Third, take an active interest in their life. Don’t just ask how someone is and then quickly move to get to the next task at home or the next person you really want to speak to at church. Realize that each person in front of you is a divine appointment, and you have the chance to extend God’s love through active listening. We all have things going on in our lives, but take to heart Philippians 2:4, “Let each of you look not only to his own interests, but also to the interests of others.”
Take the time to intentionally include those around you. Family members, church members, and friends who feel simply tolerated will feel left out, underappreciated, or like they are not part of the team. Hebrews 10:24-25 comes to mind here, “And let us consider one another in order to provoke love and good works, not neglecting to gather together, as some are in the habit of doing, but encouraging each other, and all the more as you see the day approaching.” It will take time to be intentional about including others you might not initially think about, but the good thing about the age of technology is that you can use it to your advantage. For example, scheduling texts to go out at another time if you are thinking of someone at an odd hour or during your planning time for the event itself.
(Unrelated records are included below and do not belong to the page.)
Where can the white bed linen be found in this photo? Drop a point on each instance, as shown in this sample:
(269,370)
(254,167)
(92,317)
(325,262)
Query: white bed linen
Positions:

And our final suggestion: if critical thoughts arise, take them captive. Choose to pray briefly and ask God to show you the other person’s perspective. This can be especially hard, but if you have been simply tolerating someone, it is very likely you view something about the person as unfavorable in some way. In Colossians 3:13 we are told to bear with one another. God knows our human hearts and inclinations. If He tells us to bear with one another, we need to work harder to do so because bearing with one another God’s way is not simply tolerating, it requires love as well.
Ephesians 4:2 encapsulates that concept best when it says, “with all humility and gentleness, with patience, show tolerance for one another in love.” Tolerance in love. If we choose to extend grace and to celebrate with someone when we would have normally simply tolerated them, we show the love of Christ and deepen our own relationship with the other person.
If you yourself feel that you are being simply tolerated, look first to make sure you are showing love and not only toleration yourself. Pray and ask God if you need to address this issue to move forward in your relationship or friendship. Then, open the lines of communication and share how you are feeling. Also, be prepared to be specific about the ways that you do not feel loved in this situation. Your family member, church member, or friend is not a mind reader.
Thank you for joining us this morning. Be blessed!